The year is 2004; the place: the hallway outside the gym of Brooklyn’s Public School 321. There I wait with my fourth grade class, staring into space and dreading the approach of P.E. Suddenly, I feel a shove from my side and fall to the ground, disoriented. Regaining my faculties, I see I’m surrounded by scattered paper towels and peach linoleum—someone pushed me into the girl’s’ room. I regain my composure as fast as I can, stumble out of the forbidden area and notice several of my male classmates laughing at my misery. My cheeks shine bright red as the humiliation replays endlessly in my head. Why did it have to be me? Why did I have to suffer? What did I ever do to deserve being pushed into the girl’s bathroom?!
Why was I so embarrassed to spend that moment in a female restroom? It was, of course, where I didn’t belong. Boys are supposed to go to the boys’ room and girls to the girls’ room—I’d known that since before Pre-K. As a young kid, this rule felt as natural and normal as school itself, reinforced by teachers, Disney Channel shows, and Louis Sachar’s classic, “There’s a Boy in the Girls’ Bathroom.” Gender segregation carried on through middle school and high school, where hormone-crazed boys joked about what they would do for only a peek through the thin wall separating male and female locker rooms.
When I showed up to Maine Hall my first semester at Bowdoin, I didn’t think twice about the second floor having separate bathrooms for men and women. The boys’ room was a nice refuge —pleasant and bright for a mid-morning poop and a good place to meet bros for a quick pre-College House shotgun. In the bathroom, the guys on the floor could share weekday routines and shoot the shit after a hookup. We really got to know each other there. The bathroom brought us together, but we were only bonding with half of the floor, and in a way that reinforced the gender norms that shape mainstream college socialization.
This year I live in Reed House, with its co-ed bathrooms. After the many years of having to pee in a room separate from girls, I finally share a bathroom with women my age. How could Bowdoin possibly allow this? Wouldn’t all hell break loose? Well, okay, it was a little uncomfortable to poop in a stall next to a woman, but it’s a little uncomfortable to poop in a stall next to anyone. I quickly got used to the desegregated bathrooms, still enjoying college without the boy’s club that had been the men’s lavatory.
This got me thinking about my mortification in fourth grade. What exactly was so bad about going into the girls’ room? Perhaps gendered bathrooms prevent women from sexual harassment and assault. But anyone can harass anyone, so why make such a heteronormative assumption? As in the case of immature high schoolers, forbidding men from the girls’ room doesn’t prevent men from sexualizing women, but rather turns it into some erotic paradise, implicitly suggesting that some kind of orgy would break out if different genders peed near each other.

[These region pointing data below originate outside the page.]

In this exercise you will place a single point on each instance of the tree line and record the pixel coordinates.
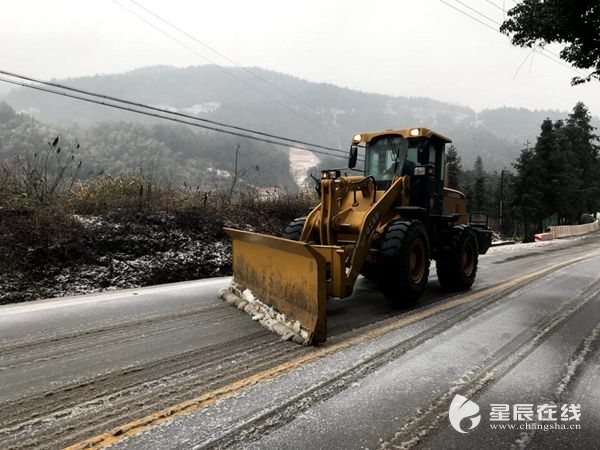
(554, 181)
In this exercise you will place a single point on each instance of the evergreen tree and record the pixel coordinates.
(455, 174)
(480, 200)
(584, 162)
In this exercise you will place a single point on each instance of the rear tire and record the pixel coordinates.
(457, 267)
(403, 261)
(294, 229)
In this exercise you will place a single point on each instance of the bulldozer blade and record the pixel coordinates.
(287, 275)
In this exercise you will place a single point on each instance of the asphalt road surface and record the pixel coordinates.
(174, 367)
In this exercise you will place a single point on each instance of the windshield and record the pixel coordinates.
(385, 157)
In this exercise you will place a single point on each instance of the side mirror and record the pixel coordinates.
(353, 157)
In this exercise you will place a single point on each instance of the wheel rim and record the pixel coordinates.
(416, 262)
(468, 258)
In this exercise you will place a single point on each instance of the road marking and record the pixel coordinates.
(137, 426)
(65, 302)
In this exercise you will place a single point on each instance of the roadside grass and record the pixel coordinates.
(120, 231)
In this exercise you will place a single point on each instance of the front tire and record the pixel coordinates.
(457, 266)
(403, 260)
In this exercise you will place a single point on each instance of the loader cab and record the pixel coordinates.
(417, 153)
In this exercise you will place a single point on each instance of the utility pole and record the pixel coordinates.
(235, 172)
(501, 196)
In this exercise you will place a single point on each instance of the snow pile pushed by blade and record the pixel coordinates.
(265, 315)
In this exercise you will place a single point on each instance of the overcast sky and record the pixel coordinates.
(421, 48)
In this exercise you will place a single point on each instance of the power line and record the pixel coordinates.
(541, 51)
(160, 116)
(174, 113)
(251, 86)
(212, 49)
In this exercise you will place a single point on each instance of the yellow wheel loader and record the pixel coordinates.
(385, 223)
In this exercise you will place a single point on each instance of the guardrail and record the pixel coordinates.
(573, 230)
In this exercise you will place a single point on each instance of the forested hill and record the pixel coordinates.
(286, 105)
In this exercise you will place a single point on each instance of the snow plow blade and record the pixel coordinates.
(288, 276)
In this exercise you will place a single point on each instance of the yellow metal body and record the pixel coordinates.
(339, 236)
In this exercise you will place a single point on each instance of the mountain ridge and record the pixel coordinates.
(290, 106)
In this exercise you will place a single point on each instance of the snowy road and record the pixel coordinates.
(173, 367)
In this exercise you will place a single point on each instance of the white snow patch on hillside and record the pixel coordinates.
(300, 162)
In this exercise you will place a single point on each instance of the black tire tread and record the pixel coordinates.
(392, 270)
(448, 264)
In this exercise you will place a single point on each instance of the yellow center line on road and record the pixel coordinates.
(137, 426)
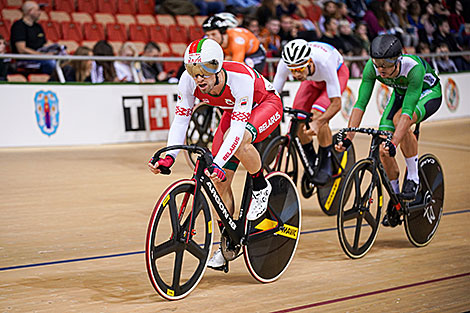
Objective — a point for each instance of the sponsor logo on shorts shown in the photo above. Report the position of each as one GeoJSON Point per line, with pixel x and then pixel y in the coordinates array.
{"type": "Point", "coordinates": [273, 119]}
{"type": "Point", "coordinates": [46, 107]}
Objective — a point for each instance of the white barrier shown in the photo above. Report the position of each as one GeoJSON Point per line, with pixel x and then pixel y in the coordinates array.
{"type": "Point", "coordinates": [51, 115]}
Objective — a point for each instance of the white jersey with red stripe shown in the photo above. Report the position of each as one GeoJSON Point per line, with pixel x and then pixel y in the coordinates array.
{"type": "Point", "coordinates": [327, 62]}
{"type": "Point", "coordinates": [243, 90]}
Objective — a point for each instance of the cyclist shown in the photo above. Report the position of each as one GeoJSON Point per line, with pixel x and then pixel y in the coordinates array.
{"type": "Point", "coordinates": [416, 96]}
{"type": "Point", "coordinates": [324, 77]}
{"type": "Point", "coordinates": [239, 43]}
{"type": "Point", "coordinates": [252, 109]}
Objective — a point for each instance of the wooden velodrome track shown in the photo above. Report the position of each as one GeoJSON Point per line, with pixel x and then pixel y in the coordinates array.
{"type": "Point", "coordinates": [73, 226]}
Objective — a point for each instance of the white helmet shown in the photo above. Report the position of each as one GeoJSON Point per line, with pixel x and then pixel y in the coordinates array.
{"type": "Point", "coordinates": [203, 57]}
{"type": "Point", "coordinates": [230, 20]}
{"type": "Point", "coordinates": [296, 53]}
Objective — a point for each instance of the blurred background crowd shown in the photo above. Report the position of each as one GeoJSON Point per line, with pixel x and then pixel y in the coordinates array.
{"type": "Point", "coordinates": [164, 28]}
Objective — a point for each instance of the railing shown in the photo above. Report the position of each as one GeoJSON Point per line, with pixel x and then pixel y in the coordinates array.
{"type": "Point", "coordinates": [270, 61]}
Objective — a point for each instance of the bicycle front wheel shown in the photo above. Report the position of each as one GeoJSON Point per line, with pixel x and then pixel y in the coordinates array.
{"type": "Point", "coordinates": [359, 209]}
{"type": "Point", "coordinates": [328, 195]}
{"type": "Point", "coordinates": [280, 156]}
{"type": "Point", "coordinates": [421, 224]}
{"type": "Point", "coordinates": [176, 250]}
{"type": "Point", "coordinates": [269, 255]}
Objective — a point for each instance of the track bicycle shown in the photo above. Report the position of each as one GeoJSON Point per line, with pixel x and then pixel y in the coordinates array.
{"type": "Point", "coordinates": [361, 199]}
{"type": "Point", "coordinates": [281, 155]}
{"type": "Point", "coordinates": [180, 231]}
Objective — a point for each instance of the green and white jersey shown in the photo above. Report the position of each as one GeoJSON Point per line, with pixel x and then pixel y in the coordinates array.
{"type": "Point", "coordinates": [415, 76]}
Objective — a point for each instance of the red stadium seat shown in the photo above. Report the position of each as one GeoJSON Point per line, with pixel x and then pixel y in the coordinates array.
{"type": "Point", "coordinates": [126, 7]}
{"type": "Point", "coordinates": [158, 33]}
{"type": "Point", "coordinates": [71, 31]}
{"type": "Point", "coordinates": [65, 5]}
{"type": "Point", "coordinates": [88, 6]}
{"type": "Point", "coordinates": [138, 33]}
{"type": "Point", "coordinates": [116, 32]}
{"type": "Point", "coordinates": [107, 6]}
{"type": "Point", "coordinates": [146, 7]}
{"type": "Point", "coordinates": [93, 31]}
{"type": "Point", "coordinates": [178, 33]}
{"type": "Point", "coordinates": [195, 32]}
{"type": "Point", "coordinates": [53, 31]}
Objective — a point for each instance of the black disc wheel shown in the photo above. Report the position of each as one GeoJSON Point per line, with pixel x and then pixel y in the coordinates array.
{"type": "Point", "coordinates": [270, 251]}
{"type": "Point", "coordinates": [328, 194]}
{"type": "Point", "coordinates": [359, 210]}
{"type": "Point", "coordinates": [201, 129]}
{"type": "Point", "coordinates": [280, 156]}
{"type": "Point", "coordinates": [177, 250]}
{"type": "Point", "coordinates": [425, 212]}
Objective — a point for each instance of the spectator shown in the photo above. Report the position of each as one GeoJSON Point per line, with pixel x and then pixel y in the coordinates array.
{"type": "Point", "coordinates": [103, 71]}
{"type": "Point", "coordinates": [27, 37]}
{"type": "Point", "coordinates": [270, 37]}
{"type": "Point", "coordinates": [330, 35]}
{"type": "Point", "coordinates": [152, 70]}
{"type": "Point", "coordinates": [127, 71]}
{"type": "Point", "coordinates": [346, 36]}
{"type": "Point", "coordinates": [266, 11]}
{"type": "Point", "coordinates": [444, 63]}
{"type": "Point", "coordinates": [76, 70]}
{"type": "Point", "coordinates": [361, 36]}
{"type": "Point", "coordinates": [3, 62]}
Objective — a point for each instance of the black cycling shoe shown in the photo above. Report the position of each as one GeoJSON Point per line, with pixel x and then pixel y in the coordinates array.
{"type": "Point", "coordinates": [409, 190]}
{"type": "Point", "coordinates": [392, 217]}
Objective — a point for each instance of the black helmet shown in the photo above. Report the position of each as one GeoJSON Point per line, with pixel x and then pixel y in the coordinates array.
{"type": "Point", "coordinates": [215, 22]}
{"type": "Point", "coordinates": [385, 47]}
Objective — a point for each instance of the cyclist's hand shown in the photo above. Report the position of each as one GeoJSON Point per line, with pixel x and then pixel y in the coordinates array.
{"type": "Point", "coordinates": [215, 173]}
{"type": "Point", "coordinates": [166, 162]}
{"type": "Point", "coordinates": [343, 145]}
{"type": "Point", "coordinates": [391, 148]}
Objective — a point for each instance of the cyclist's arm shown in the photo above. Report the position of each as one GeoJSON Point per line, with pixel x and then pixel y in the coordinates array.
{"type": "Point", "coordinates": [242, 89]}
{"type": "Point", "coordinates": [183, 111]}
{"type": "Point", "coordinates": [282, 72]}
{"type": "Point", "coordinates": [413, 92]}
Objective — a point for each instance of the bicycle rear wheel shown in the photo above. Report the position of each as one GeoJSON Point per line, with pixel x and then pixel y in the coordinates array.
{"type": "Point", "coordinates": [328, 195]}
{"type": "Point", "coordinates": [359, 210]}
{"type": "Point", "coordinates": [176, 258]}
{"type": "Point", "coordinates": [421, 224]}
{"type": "Point", "coordinates": [269, 256]}
{"type": "Point", "coordinates": [201, 130]}
{"type": "Point", "coordinates": [280, 156]}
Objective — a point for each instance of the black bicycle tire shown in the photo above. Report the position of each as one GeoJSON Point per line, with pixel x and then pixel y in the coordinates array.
{"type": "Point", "coordinates": [417, 218]}
{"type": "Point", "coordinates": [262, 257]}
{"type": "Point", "coordinates": [182, 290]}
{"type": "Point", "coordinates": [349, 250]}
{"type": "Point", "coordinates": [271, 149]}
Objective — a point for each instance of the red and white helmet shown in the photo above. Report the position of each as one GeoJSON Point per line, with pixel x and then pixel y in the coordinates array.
{"type": "Point", "coordinates": [203, 57]}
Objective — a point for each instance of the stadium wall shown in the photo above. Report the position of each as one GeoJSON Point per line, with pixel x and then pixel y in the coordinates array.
{"type": "Point", "coordinates": [54, 115]}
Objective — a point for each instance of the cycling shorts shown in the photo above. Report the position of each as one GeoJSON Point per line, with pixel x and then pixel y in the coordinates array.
{"type": "Point", "coordinates": [263, 120]}
{"type": "Point", "coordinates": [312, 95]}
{"type": "Point", "coordinates": [428, 103]}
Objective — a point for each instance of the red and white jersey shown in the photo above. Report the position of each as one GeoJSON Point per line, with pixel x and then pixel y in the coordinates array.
{"type": "Point", "coordinates": [243, 90]}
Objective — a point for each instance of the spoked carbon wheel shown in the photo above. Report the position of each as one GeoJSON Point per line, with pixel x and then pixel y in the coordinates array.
{"type": "Point", "coordinates": [280, 156]}
{"type": "Point", "coordinates": [176, 259]}
{"type": "Point", "coordinates": [267, 256]}
{"type": "Point", "coordinates": [421, 224]}
{"type": "Point", "coordinates": [359, 210]}
{"type": "Point", "coordinates": [328, 194]}
{"type": "Point", "coordinates": [201, 129]}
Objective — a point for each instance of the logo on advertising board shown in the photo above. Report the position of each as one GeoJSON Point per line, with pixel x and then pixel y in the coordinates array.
{"type": "Point", "coordinates": [383, 97]}
{"type": "Point", "coordinates": [158, 112]}
{"type": "Point", "coordinates": [348, 100]}
{"type": "Point", "coordinates": [47, 111]}
{"type": "Point", "coordinates": [133, 113]}
{"type": "Point", "coordinates": [451, 94]}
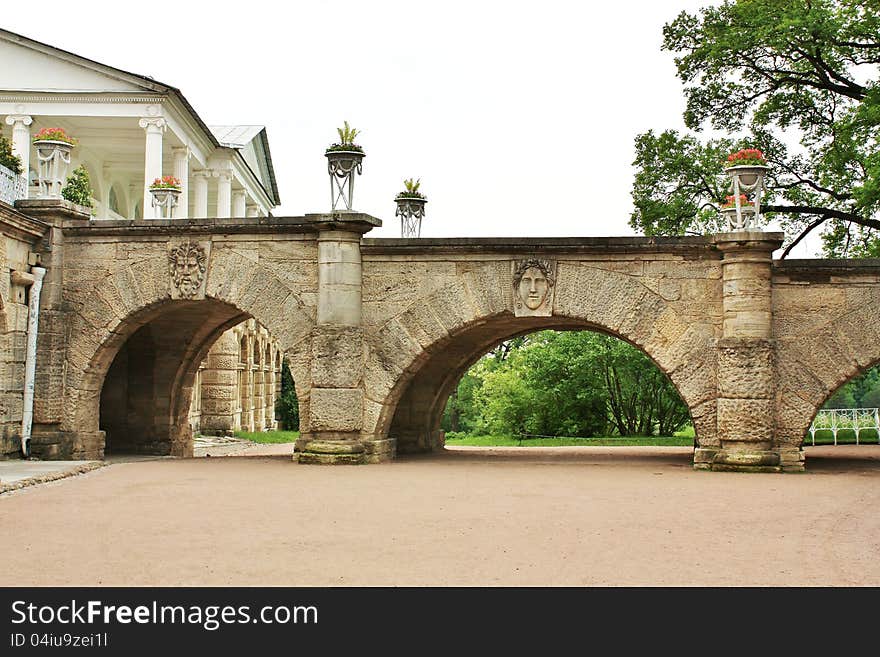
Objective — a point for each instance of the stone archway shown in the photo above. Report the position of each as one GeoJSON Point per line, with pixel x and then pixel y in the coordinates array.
{"type": "Point", "coordinates": [812, 365]}
{"type": "Point", "coordinates": [180, 318]}
{"type": "Point", "coordinates": [416, 359]}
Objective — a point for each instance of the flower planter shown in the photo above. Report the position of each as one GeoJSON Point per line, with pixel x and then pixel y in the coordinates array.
{"type": "Point", "coordinates": [164, 200]}
{"type": "Point", "coordinates": [744, 221]}
{"type": "Point", "coordinates": [411, 211]}
{"type": "Point", "coordinates": [412, 206]}
{"type": "Point", "coordinates": [343, 165]}
{"type": "Point", "coordinates": [53, 159]}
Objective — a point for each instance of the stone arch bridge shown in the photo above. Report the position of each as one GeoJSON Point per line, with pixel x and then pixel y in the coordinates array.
{"type": "Point", "coordinates": [378, 331]}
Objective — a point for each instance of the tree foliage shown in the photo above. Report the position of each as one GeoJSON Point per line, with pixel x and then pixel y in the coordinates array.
{"type": "Point", "coordinates": [287, 404]}
{"type": "Point", "coordinates": [860, 392]}
{"type": "Point", "coordinates": [565, 384]}
{"type": "Point", "coordinates": [7, 158]}
{"type": "Point", "coordinates": [798, 79]}
{"type": "Point", "coordinates": [78, 188]}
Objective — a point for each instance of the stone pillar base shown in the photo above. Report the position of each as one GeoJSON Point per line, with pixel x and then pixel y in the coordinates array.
{"type": "Point", "coordinates": [776, 459]}
{"type": "Point", "coordinates": [327, 451]}
{"type": "Point", "coordinates": [378, 451]}
{"type": "Point", "coordinates": [54, 445]}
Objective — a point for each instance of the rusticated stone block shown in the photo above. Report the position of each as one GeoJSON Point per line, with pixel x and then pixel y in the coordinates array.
{"type": "Point", "coordinates": [745, 368]}
{"type": "Point", "coordinates": [336, 409]}
{"type": "Point", "coordinates": [337, 357]}
{"type": "Point", "coordinates": [745, 420]}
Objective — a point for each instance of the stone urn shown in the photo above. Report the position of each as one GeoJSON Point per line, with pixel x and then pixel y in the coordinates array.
{"type": "Point", "coordinates": [745, 220]}
{"type": "Point", "coordinates": [165, 199]}
{"type": "Point", "coordinates": [342, 165]}
{"type": "Point", "coordinates": [411, 211]}
{"type": "Point", "coordinates": [53, 160]}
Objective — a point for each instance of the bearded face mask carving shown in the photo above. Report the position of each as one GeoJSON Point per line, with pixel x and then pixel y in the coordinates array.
{"type": "Point", "coordinates": [187, 263]}
{"type": "Point", "coordinates": [533, 284]}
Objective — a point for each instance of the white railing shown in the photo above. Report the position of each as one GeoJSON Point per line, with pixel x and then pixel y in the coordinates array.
{"type": "Point", "coordinates": [12, 186]}
{"type": "Point", "coordinates": [852, 419]}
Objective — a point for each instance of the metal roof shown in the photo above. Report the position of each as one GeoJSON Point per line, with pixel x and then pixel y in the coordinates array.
{"type": "Point", "coordinates": [154, 85]}
{"type": "Point", "coordinates": [235, 136]}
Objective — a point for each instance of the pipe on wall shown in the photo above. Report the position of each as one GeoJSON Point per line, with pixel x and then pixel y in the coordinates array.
{"type": "Point", "coordinates": [35, 279]}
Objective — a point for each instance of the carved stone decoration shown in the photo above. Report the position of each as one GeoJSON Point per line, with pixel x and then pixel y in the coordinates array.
{"type": "Point", "coordinates": [188, 265]}
{"type": "Point", "coordinates": [533, 283]}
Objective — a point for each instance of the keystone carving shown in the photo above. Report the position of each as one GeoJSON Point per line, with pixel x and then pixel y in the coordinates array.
{"type": "Point", "coordinates": [533, 283]}
{"type": "Point", "coordinates": [188, 263]}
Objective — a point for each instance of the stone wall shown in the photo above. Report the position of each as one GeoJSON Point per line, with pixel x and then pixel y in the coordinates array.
{"type": "Point", "coordinates": [179, 285]}
{"type": "Point", "coordinates": [377, 333]}
{"type": "Point", "coordinates": [826, 320]}
{"type": "Point", "coordinates": [432, 307]}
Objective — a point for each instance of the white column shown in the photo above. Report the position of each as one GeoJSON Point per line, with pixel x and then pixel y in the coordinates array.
{"type": "Point", "coordinates": [239, 203]}
{"type": "Point", "coordinates": [200, 191]}
{"type": "Point", "coordinates": [154, 128]}
{"type": "Point", "coordinates": [224, 193]}
{"type": "Point", "coordinates": [21, 140]}
{"type": "Point", "coordinates": [181, 172]}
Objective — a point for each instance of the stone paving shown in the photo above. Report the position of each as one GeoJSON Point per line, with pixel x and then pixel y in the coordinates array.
{"type": "Point", "coordinates": [17, 473]}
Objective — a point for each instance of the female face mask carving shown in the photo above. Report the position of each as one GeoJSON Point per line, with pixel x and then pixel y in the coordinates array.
{"type": "Point", "coordinates": [533, 288]}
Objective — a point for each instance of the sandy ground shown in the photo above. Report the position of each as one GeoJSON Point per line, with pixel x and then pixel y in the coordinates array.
{"type": "Point", "coordinates": [469, 516]}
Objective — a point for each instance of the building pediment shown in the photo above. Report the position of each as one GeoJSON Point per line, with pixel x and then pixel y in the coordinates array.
{"type": "Point", "coordinates": [39, 67]}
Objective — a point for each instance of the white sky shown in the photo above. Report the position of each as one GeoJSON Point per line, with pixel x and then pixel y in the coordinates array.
{"type": "Point", "coordinates": [518, 117]}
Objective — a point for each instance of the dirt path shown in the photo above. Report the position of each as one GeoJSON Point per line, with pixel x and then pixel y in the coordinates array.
{"type": "Point", "coordinates": [470, 516]}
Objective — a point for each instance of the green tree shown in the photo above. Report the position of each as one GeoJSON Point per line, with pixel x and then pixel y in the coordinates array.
{"type": "Point", "coordinates": [770, 73]}
{"type": "Point", "coordinates": [569, 383]}
{"type": "Point", "coordinates": [78, 188]}
{"type": "Point", "coordinates": [859, 392]}
{"type": "Point", "coordinates": [461, 413]}
{"type": "Point", "coordinates": [287, 404]}
{"type": "Point", "coordinates": [7, 159]}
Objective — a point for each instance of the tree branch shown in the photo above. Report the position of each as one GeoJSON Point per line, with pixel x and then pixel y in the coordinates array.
{"type": "Point", "coordinates": [803, 234]}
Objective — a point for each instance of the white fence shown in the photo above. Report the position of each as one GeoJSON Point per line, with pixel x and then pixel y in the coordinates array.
{"type": "Point", "coordinates": [852, 419]}
{"type": "Point", "coordinates": [12, 186]}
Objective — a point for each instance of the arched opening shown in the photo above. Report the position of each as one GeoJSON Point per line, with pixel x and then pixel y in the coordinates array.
{"type": "Point", "coordinates": [415, 416]}
{"type": "Point", "coordinates": [851, 413]}
{"type": "Point", "coordinates": [287, 406]}
{"type": "Point", "coordinates": [147, 391]}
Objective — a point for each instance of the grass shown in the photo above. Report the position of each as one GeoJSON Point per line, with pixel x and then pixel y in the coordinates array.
{"type": "Point", "coordinates": [268, 437]}
{"type": "Point", "coordinates": [607, 441]}
{"type": "Point", "coordinates": [844, 437]}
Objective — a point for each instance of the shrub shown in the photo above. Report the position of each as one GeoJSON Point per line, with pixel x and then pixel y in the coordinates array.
{"type": "Point", "coordinates": [287, 404]}
{"type": "Point", "coordinates": [78, 189]}
{"type": "Point", "coordinates": [7, 159]}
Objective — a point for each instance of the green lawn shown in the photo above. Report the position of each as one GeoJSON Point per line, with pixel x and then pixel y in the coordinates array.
{"type": "Point", "coordinates": [268, 436]}
{"type": "Point", "coordinates": [504, 441]}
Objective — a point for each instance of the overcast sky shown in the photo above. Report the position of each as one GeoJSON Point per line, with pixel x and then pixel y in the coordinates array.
{"type": "Point", "coordinates": [519, 117]}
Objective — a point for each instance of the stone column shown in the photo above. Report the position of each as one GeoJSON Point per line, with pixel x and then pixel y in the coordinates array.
{"type": "Point", "coordinates": [259, 404]}
{"type": "Point", "coordinates": [270, 396]}
{"type": "Point", "coordinates": [746, 371]}
{"type": "Point", "coordinates": [200, 193]}
{"type": "Point", "coordinates": [239, 203]}
{"type": "Point", "coordinates": [21, 140]}
{"type": "Point", "coordinates": [336, 398]}
{"type": "Point", "coordinates": [220, 387]}
{"type": "Point", "coordinates": [154, 127]}
{"type": "Point", "coordinates": [224, 193]}
{"type": "Point", "coordinates": [181, 172]}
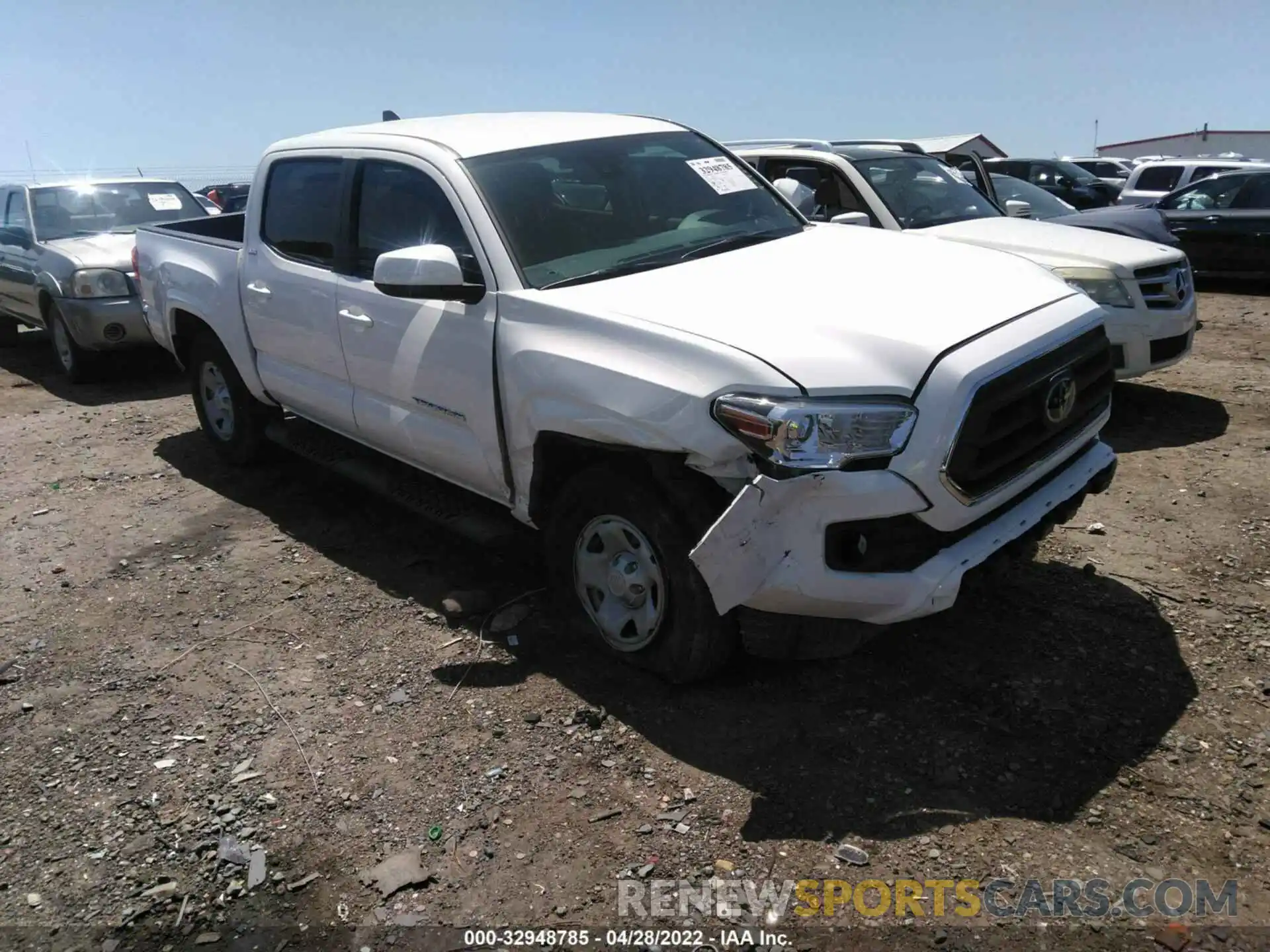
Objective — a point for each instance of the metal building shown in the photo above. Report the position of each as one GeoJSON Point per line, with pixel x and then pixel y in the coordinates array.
{"type": "Point", "coordinates": [1249, 143]}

And, of course, what about those who don’t identify as male or female? Gendered bathrooms are nothing short of discrimination against trans and intersex people. A few months ago, several Wesleyan students demanded the bathroom reform on the basis that “gender-segregated bathrooms create uncomfortable and potentially dangerous situations for trans and gender-variant presenting people.” Many at Brown shared similar complaints, and activists at both schools removed or replaced bathroom signs to encourage gender neutrality.
While discrimination against trans students makes bathroom segregation a relevant social justice issue, gendering bathrooms reveals how we expect all men and women to act. Although we may initially feel uncomfortable with desegregation, we must wonder if this discomfort is “natural” or socially-conditioned. Why should we organize our society in a certain way merely out of habit, especially when that habit marginalizes and oppresses a group of people? Many people at Bowdoin would agree that “separate educational facilities are inherently unequal.” Should we not say the same about our bathrooms?